The court denied defendants' motion for summary judgment that plaintiff's casino monitoring patent was invalid for lack of patentable subject matter and rejected defendants' argument that the prior art showed the abstract concept of a customer loyalty program was practiced before plaintiff's invention. "[A]utomation of manual tasks is not necessarily abstract. U.S. Patent No. 72 (1794) to Eli Whitney for a cotton gin is one familiar example of a solidly tangible automating machine.

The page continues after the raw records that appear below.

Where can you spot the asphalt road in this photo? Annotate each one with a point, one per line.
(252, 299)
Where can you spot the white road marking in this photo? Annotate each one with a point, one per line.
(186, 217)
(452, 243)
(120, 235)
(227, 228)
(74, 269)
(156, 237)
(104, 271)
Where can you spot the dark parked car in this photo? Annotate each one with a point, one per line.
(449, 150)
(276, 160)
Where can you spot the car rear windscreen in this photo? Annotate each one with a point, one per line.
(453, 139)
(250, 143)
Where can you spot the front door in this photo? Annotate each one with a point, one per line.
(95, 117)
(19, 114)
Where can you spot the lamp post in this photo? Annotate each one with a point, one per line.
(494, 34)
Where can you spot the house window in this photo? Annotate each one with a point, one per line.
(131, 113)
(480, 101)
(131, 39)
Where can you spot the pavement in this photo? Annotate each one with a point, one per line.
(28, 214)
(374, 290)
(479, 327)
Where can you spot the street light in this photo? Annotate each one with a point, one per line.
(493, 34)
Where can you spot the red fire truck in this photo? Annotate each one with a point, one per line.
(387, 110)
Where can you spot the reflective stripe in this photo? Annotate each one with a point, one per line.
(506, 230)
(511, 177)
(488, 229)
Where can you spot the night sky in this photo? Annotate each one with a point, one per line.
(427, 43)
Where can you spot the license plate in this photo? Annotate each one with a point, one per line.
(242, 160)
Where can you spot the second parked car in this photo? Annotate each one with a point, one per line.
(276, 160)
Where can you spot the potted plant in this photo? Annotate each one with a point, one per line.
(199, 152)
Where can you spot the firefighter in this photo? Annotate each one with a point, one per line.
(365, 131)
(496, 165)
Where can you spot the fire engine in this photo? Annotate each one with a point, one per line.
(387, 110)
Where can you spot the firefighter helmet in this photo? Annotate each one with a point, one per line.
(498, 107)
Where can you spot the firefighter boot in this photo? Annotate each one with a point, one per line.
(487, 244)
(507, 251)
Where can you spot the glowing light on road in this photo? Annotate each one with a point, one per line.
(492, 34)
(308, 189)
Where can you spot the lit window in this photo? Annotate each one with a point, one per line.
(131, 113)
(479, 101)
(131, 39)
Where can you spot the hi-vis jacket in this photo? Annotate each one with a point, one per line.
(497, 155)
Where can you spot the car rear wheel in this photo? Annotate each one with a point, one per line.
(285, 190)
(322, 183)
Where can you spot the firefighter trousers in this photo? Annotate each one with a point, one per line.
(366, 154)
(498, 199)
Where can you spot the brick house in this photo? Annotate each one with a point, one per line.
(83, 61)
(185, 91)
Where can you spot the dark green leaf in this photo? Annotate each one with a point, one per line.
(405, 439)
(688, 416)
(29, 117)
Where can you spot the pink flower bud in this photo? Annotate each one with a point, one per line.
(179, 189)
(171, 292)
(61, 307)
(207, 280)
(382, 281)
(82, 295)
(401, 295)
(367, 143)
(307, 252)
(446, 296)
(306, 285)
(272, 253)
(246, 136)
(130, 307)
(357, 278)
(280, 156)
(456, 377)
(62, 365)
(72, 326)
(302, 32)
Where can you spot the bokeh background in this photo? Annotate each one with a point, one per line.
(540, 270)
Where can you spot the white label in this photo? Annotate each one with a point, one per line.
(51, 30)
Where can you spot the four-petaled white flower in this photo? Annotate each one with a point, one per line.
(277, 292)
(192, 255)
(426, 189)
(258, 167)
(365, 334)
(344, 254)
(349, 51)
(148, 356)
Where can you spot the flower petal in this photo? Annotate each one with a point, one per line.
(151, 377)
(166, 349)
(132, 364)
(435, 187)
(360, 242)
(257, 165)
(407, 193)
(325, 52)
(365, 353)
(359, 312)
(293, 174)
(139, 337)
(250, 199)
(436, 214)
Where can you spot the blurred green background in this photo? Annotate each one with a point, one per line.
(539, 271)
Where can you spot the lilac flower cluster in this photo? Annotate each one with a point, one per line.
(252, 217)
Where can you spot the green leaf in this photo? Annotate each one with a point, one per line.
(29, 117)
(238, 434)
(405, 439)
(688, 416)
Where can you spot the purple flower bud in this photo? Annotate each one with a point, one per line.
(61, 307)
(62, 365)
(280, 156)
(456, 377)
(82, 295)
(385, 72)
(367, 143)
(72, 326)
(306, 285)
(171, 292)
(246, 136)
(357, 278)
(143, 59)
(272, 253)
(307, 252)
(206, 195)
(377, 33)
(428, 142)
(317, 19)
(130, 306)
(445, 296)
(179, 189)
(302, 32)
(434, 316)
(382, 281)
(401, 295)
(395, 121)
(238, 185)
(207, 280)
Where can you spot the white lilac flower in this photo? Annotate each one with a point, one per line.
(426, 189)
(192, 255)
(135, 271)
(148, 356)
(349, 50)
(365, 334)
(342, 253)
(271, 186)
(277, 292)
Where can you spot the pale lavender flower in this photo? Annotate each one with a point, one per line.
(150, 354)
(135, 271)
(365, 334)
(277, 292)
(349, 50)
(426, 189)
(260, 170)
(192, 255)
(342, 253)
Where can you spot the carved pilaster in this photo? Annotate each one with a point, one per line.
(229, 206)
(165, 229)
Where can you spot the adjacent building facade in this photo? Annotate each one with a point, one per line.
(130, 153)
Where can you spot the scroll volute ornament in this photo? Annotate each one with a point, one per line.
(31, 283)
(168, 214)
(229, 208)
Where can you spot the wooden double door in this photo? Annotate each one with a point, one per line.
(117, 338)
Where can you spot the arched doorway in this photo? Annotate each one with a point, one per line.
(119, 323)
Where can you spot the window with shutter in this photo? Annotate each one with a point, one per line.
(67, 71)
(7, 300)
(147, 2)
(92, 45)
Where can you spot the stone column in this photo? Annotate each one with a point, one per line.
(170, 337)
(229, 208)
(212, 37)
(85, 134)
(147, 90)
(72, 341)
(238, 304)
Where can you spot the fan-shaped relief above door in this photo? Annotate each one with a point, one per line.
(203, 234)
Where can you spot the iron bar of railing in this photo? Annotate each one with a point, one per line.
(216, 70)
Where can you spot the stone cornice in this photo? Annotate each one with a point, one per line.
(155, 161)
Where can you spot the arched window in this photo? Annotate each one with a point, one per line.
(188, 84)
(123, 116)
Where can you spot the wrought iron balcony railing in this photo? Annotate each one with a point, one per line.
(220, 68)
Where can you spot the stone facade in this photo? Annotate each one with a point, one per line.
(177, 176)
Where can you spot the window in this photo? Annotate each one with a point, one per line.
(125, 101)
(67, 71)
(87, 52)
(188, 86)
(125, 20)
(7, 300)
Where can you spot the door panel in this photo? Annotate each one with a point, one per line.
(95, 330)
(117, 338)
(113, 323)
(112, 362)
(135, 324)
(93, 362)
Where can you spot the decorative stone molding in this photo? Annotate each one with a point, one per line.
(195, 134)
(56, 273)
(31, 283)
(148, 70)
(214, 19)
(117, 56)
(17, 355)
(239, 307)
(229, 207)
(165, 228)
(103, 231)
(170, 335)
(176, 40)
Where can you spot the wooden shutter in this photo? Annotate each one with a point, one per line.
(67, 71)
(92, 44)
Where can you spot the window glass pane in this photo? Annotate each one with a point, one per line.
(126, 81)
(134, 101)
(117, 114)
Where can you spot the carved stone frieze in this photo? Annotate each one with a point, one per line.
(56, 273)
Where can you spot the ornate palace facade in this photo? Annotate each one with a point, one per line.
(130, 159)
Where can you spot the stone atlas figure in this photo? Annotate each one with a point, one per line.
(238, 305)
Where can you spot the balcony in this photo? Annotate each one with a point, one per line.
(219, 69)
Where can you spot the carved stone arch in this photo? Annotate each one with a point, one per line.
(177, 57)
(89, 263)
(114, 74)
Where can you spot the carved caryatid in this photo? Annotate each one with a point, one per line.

Of course, one could posit a way of drafting even a claim to a cotton gin in a way that renders it abstract: 'a machine comprising metal and wood configured to remove cotton seeds from cotton fiber.' Read most charitably, Defendants are arguing something like that — that the prior art shows that all of the steps in the claimed method were performed together previously, and the [patent-in-suit] merely says 'do that, on a computer,' neatly fitting the [Alice Corp. Pty. v. CLS Bank Int’l, 134 S. Ct. 2347 (2014)] mold. But Defendants rely on multiple combinations of references to make that argument, and as couched by Defendants, those combinations seem more like an obviousness argument under 35 U.S.C. § 103 than a patent eligibility analysis under 35 U.S.C. § 101. . . . Defendants have not demonstrated that the claims simply cover generic computer implementation of the way poker rooms were managed before the invention."

Ameranth, Inc. v. Genesis Gaming Solutions, Inc. et al, 8-11-cv-00189 (CACD November 12, 2014, Order) (Guilford, J.)